If you want to use static typing, you’ll come across two options for use with Javascript, especially React: a) Flow and b) Typescript. Which should you choose?

TL;DR: TypeScript is much better ergonomically, in tooling, and in ecosystem. Use TS with eslint .

At a first glance, Flow looks easier. You don’t have to do anything other than add //@flow and optional type properties to get going. How awesome is that? Plus Flow is from Facebook, the company that made React. And they have a much easier to type domain (flow.org compared to typescriptlang.org) (typescript.org is some kind of outmoded CMS).

That’s exactly what attracted me to Flow in the first place. Much of what you can find using basic web search seems to indicate the two are roughly equivalent. But I quickly found out that’s not true.

Just look at the Flow FAQ, there are so many things that intuitively should work, but don’t because the technology is limited. It tries valiantly to do magic and make static typing out of dynamic code. Ultimately, there are too many corner cases you have to keep in mind or deal with using extra annotations.

The tooling is iffy as well. Magic unfortunately is not easy. It’s a type-checker and not a compiler. My guess is it’s missing information that a compiler inherently has, and thus has to work harder to chase down many branches. As a result, the flow type-checker was rather slow in my experience. It made me stop and wait for the tool to catch up. The VSCode integration is especially terrible, in that sometimes the errors didn’t even show up, until I had moved on to something else.

Then I tried TypeScript and it was a breath of fresh air. Things were intuitive and they mostly worked. I am using TS only as type-checker, not a transpiler, as React requires Babel (unless you’re a masochist). But that’s fine, Babel has very good support for TS these days (minus a few minor features).

Almost all packages I come across either ship with types for TypeScript or someone has contributed them using @types/... on npm.

There are still some warts, though. The documentation could be better. eslint support is fairly recent and support was flaky for a couple of months. Old tslint linter has been abandoned.
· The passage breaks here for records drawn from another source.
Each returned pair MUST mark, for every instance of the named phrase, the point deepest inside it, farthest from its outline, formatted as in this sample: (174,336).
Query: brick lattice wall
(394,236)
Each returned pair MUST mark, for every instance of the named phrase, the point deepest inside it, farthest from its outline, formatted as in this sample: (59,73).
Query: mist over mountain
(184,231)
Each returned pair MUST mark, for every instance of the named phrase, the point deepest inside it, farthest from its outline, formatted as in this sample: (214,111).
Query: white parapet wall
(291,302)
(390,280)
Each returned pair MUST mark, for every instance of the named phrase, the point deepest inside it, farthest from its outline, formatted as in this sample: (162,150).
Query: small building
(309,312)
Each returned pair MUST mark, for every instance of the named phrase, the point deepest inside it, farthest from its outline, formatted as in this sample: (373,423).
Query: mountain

I spent two or three bursts of effort where I converted large chunks of my code from JS to TS and found many bugs in the process. These bugs either showed up less often or were visual issues that I just never tracked down earlier.

Also some things are easy to do in plain Javascript, but are impossible (or at least very hard) to statically type. I left those bits in plain JS.

Hope this helps you make your decision if you’re looking to start with static typing in Javascript.